News Article | May 25, 2017
Site: www.sciencedaily.com

Inflammation is the process by which the body responds to injury or infection but when this process becomes out of control it can cause disease. Monash Biomedicine Discovery Institute (BDI) researchers, in collaboration with the Monash Institute of Pharmaceutical Sciences (MIPS), have shed light on a key aspect of the process. Their findings may help guide the development of new treatments of inflammatory diseases such as atherosclerosis, which can lead to heart attack or stroke, and type 2 diabetes. Published today in the journal Science Signaling, the research reveals how certain proteins cause the white blood cells that play a central role in inflammatory responses to behave in different ways. White blood cells are beneficial in helping to eliminate invading microorganisms or repair damaged tissue, but they can prolong the response and damage healthy tissues, leading to disease. The proteins, called chemokines, are secreted into blood vessels and activate chemokine receptors embedded in the outer membranes of the white blood cells. While it was previously thought that this occurred like an on-off switch, the scientists found that the chemokine receptor can behave more like a 'dimmer switch' with one chemokine giving a strong signal and another giving a weaker signal. They found that different responses can be caused by different chemokines activating the same receptor. This explained for the first time the mechanism by which white blood cells produced varying responses: a strong short-lived response (acute inflammation) or a steady, longer-lived response (chronic inflammation). "Until now, we did not understand how this was possible," said co-lead author Associate Professor Martin Stone. "Our work has identified the specific features of chemokines and receptors that are involved in their inflammatory activity," Associate Professor Stone said. "The ultimate goal is to develop anti-inflammatory drugs that target these molecules," he said.

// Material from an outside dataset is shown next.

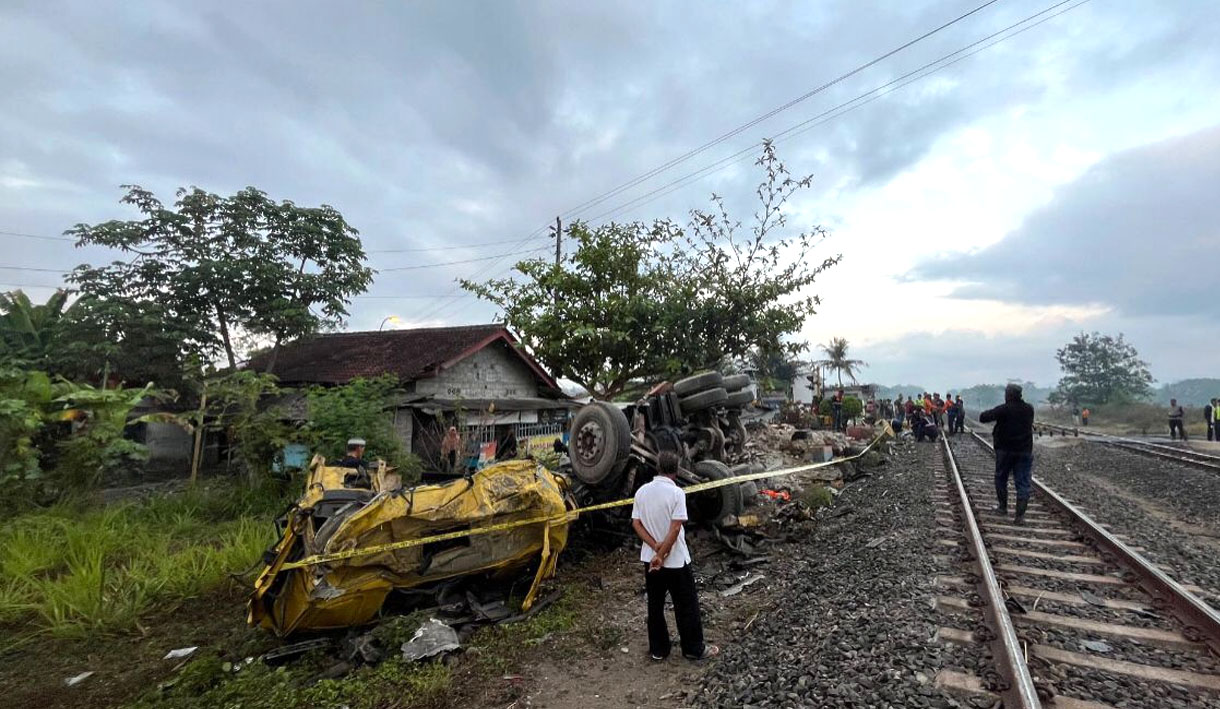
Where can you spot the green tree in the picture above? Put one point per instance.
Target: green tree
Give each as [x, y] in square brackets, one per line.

The findings, which Associate Professor Stone presented at an international conference on cell signalling last week, will have wide implications as the proteins involved are essential to all inflammatory diseases. Associate Professor Stone, who heads a laboratory in the Infection and Immunity Program at the Monash BDI collaborated closely with co-lead author Dr Meritxell Canals from MIPS. First author was PhD student Mrs Zil E. Huma.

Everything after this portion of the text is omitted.